Xylem Has Turned Berlin’s Toilet Water Into Beer

Water technology company Xylem hopes the stunt will encourage societies to become more comfortable reusing wastewater.

09.09.2019 | by Christy Romer
Photo by Xylem on Twitter
Photo by Xylem on Twitter

One of the victims of the accelerating climate crisis is our global water supply. As the world heats up, there’s simply not enough water for all of us all of the time. News reports are awash with communities in places like Sao Paolo and the Ganges struggling for access to water in months of prolonged drought.

We need to think smarter about how we use and re-use our most precious resources. And as it’s not always financially or ethically justifiable to import clean water from other places, we need to start looking elsewhere for hydration.

Perhaps at our own toilet water.

As proof of how well this can work, water technology company Xylem worked with a water treatment plant in Berlin, serving over a million residents, on a new project to prove that treated wastewater can be safe. Even delicious.

The outcome was Reuse Brew, a beer made from formerly faeces-drenched water.

A series of treatment machines cleanse the water, including coal, sand, and carbon filters. A special ‘ozone’ filter then clears out the biggest challenge: pharmaceutical residues from society’s increased use of medications.

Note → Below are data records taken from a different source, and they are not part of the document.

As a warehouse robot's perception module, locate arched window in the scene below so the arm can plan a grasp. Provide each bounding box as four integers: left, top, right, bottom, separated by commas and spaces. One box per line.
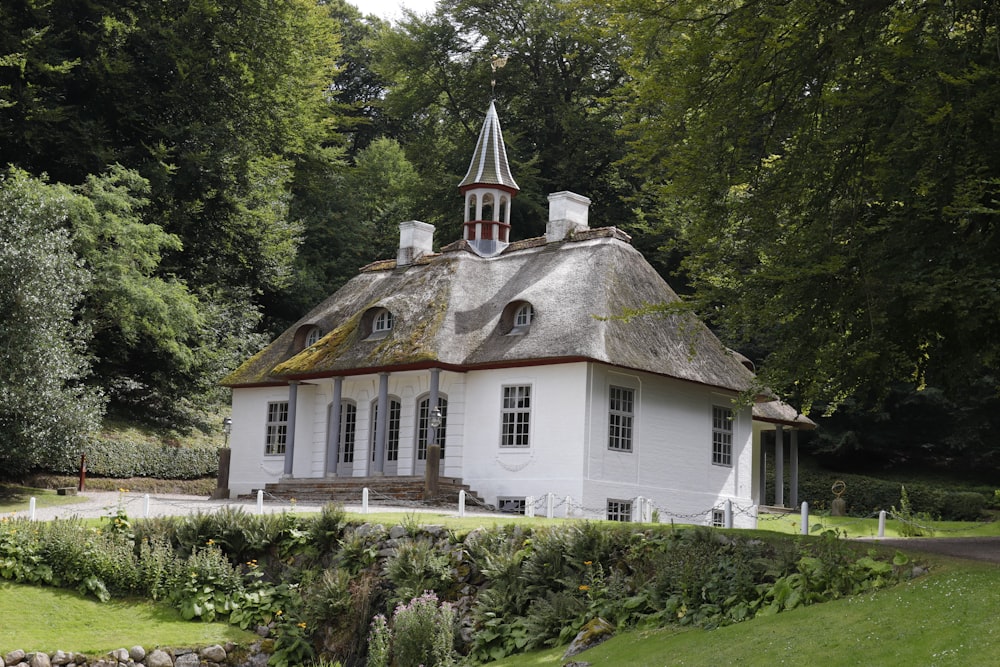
370, 397, 402, 462
305, 326, 322, 347
467, 193, 477, 222
499, 197, 508, 223
416, 395, 447, 461
339, 401, 357, 464
362, 307, 395, 339
482, 193, 495, 221
501, 300, 535, 335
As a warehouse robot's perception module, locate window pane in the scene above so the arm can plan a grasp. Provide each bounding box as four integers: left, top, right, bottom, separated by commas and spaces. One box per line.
500, 385, 531, 448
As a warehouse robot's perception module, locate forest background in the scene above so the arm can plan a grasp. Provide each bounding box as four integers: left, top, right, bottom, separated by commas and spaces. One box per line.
1, 0, 997, 482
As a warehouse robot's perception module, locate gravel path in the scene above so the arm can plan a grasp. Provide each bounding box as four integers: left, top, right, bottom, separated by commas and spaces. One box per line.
9, 490, 492, 522
865, 537, 1000, 564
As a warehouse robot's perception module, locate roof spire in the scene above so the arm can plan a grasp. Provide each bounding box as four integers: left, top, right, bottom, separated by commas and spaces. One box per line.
458, 102, 520, 258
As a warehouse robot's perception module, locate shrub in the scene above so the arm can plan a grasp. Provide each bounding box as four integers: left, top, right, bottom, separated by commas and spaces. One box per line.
47, 437, 219, 479
384, 539, 453, 606
390, 592, 456, 667
940, 491, 986, 521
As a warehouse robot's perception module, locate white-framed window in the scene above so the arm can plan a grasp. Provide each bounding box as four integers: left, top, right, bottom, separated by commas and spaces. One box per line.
500, 385, 531, 447
607, 499, 632, 522
608, 386, 634, 452
514, 303, 533, 328
711, 509, 725, 527
374, 309, 394, 333
712, 406, 734, 466
265, 401, 288, 456
416, 395, 447, 460
340, 401, 357, 464
371, 398, 402, 462
305, 326, 322, 347
497, 497, 526, 515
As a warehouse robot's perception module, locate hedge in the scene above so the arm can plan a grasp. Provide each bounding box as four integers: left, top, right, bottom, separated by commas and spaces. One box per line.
47, 438, 220, 479
789, 468, 991, 521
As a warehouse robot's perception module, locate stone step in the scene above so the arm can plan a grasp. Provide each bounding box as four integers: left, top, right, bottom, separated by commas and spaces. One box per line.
247, 476, 487, 507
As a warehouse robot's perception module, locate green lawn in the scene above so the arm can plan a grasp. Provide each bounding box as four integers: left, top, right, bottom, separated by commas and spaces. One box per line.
756, 511, 1000, 538
0, 485, 83, 514
491, 558, 1000, 667
0, 581, 256, 656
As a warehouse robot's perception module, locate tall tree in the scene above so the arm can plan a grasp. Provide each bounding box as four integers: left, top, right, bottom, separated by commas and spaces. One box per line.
373, 0, 638, 243
0, 169, 103, 475
614, 0, 1000, 423
0, 0, 343, 423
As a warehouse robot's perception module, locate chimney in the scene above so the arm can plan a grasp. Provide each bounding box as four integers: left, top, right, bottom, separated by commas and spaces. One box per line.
546, 191, 591, 242
397, 220, 435, 266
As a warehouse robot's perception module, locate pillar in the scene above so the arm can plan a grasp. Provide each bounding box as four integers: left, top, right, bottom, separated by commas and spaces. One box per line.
283, 381, 299, 477
790, 428, 799, 508
373, 372, 389, 475
326, 377, 343, 476
774, 424, 784, 507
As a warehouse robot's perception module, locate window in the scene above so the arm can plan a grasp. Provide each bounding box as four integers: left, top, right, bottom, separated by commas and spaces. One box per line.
608, 386, 634, 452
500, 385, 531, 447
265, 402, 288, 456
340, 401, 357, 464
416, 396, 447, 460
374, 309, 394, 333
305, 326, 322, 347
503, 300, 535, 335
514, 303, 533, 328
371, 398, 402, 462
712, 406, 734, 466
497, 497, 526, 515
607, 499, 632, 522
711, 509, 725, 527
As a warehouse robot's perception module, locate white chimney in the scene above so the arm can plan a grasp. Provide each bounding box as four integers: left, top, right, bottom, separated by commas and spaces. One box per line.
397, 220, 435, 266
546, 191, 591, 242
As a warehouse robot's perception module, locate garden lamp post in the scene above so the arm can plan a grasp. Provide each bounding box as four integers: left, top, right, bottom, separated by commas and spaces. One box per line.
223, 416, 232, 448
214, 416, 234, 500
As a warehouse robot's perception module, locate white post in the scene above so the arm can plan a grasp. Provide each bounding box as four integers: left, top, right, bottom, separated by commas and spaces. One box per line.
878, 510, 887, 538
724, 499, 733, 529
565, 496, 572, 518
29, 497, 36, 521
525, 495, 535, 518
144, 494, 151, 518
800, 501, 809, 535
362, 487, 370, 515
257, 489, 264, 515
458, 490, 466, 518
546, 492, 555, 519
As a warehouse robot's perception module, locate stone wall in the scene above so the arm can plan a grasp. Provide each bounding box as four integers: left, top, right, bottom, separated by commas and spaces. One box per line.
2, 643, 266, 667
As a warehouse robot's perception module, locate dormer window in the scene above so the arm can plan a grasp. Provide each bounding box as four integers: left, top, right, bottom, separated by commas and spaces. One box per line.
502, 300, 535, 336
514, 303, 533, 328
294, 323, 323, 351
374, 309, 394, 333
305, 326, 322, 347
362, 307, 396, 340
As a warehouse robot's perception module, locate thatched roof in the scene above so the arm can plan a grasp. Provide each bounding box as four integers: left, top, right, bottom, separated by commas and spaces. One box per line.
752, 400, 817, 429
222, 230, 760, 394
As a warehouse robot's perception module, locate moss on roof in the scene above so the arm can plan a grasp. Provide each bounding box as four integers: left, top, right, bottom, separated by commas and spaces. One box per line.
223, 232, 757, 394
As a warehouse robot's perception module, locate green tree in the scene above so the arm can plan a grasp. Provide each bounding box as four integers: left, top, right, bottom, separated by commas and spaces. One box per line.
614, 0, 1000, 420
0, 169, 103, 475
373, 0, 637, 242
1, 0, 344, 423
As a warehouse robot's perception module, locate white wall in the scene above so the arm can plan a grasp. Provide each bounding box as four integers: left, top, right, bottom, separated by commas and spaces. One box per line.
228, 385, 292, 495
580, 366, 756, 528
460, 363, 589, 507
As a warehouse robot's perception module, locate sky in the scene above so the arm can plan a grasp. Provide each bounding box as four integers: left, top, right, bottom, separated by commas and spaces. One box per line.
349, 0, 438, 22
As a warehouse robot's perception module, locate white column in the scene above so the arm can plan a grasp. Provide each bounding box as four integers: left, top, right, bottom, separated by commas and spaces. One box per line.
283, 381, 299, 477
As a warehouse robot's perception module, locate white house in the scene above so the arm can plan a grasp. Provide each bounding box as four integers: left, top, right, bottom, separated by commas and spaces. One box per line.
222, 102, 813, 527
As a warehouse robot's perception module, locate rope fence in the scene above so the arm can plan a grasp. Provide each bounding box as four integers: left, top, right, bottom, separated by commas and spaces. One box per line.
11, 487, 984, 538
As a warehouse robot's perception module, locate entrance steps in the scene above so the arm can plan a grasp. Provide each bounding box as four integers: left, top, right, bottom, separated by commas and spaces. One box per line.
250, 475, 487, 507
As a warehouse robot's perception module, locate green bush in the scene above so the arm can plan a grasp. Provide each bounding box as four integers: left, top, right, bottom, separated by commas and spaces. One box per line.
797, 469, 990, 520
47, 437, 219, 479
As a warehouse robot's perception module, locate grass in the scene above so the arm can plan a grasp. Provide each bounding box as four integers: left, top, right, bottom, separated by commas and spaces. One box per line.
755, 511, 1000, 538
0, 581, 256, 656
0, 485, 84, 514
490, 557, 1000, 667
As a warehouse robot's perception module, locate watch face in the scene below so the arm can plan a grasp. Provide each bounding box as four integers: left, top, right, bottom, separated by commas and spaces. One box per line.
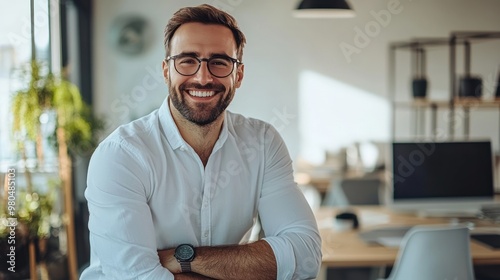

Once this is done, the water — free of “99.999% of all pollutants and chemicals” — was brewed into a traditional German Altbier. The German Ministry of Health and local universities ran stringent tests on the results, and after they were deemed safe, the beer was presented at a local conference on water.

One journalist described the bottle as a “malty brown ale” with a “nice balance of hops and carbonation.”

The sustainability angle is something Joe Vesey, Xylem’s Chief Marketing Officer, was keen to highlight. He told cnet that while there’s always more people on earth, water is a “fixed, scarce resource.”

He added that there was no such thing as “new water” — it had all been consumed and cleaned by someone else at some point.

“The idea to turn wastewater into industrial water isn’t new,” adds his colleague Jens Scheideler, Xylem’s Global Reuse Manager, in an explanatory video. “Wastewater is a resource that can even be used to brew high-quality beer. And we think that beer is the perfect medium to spread this message in Germany.”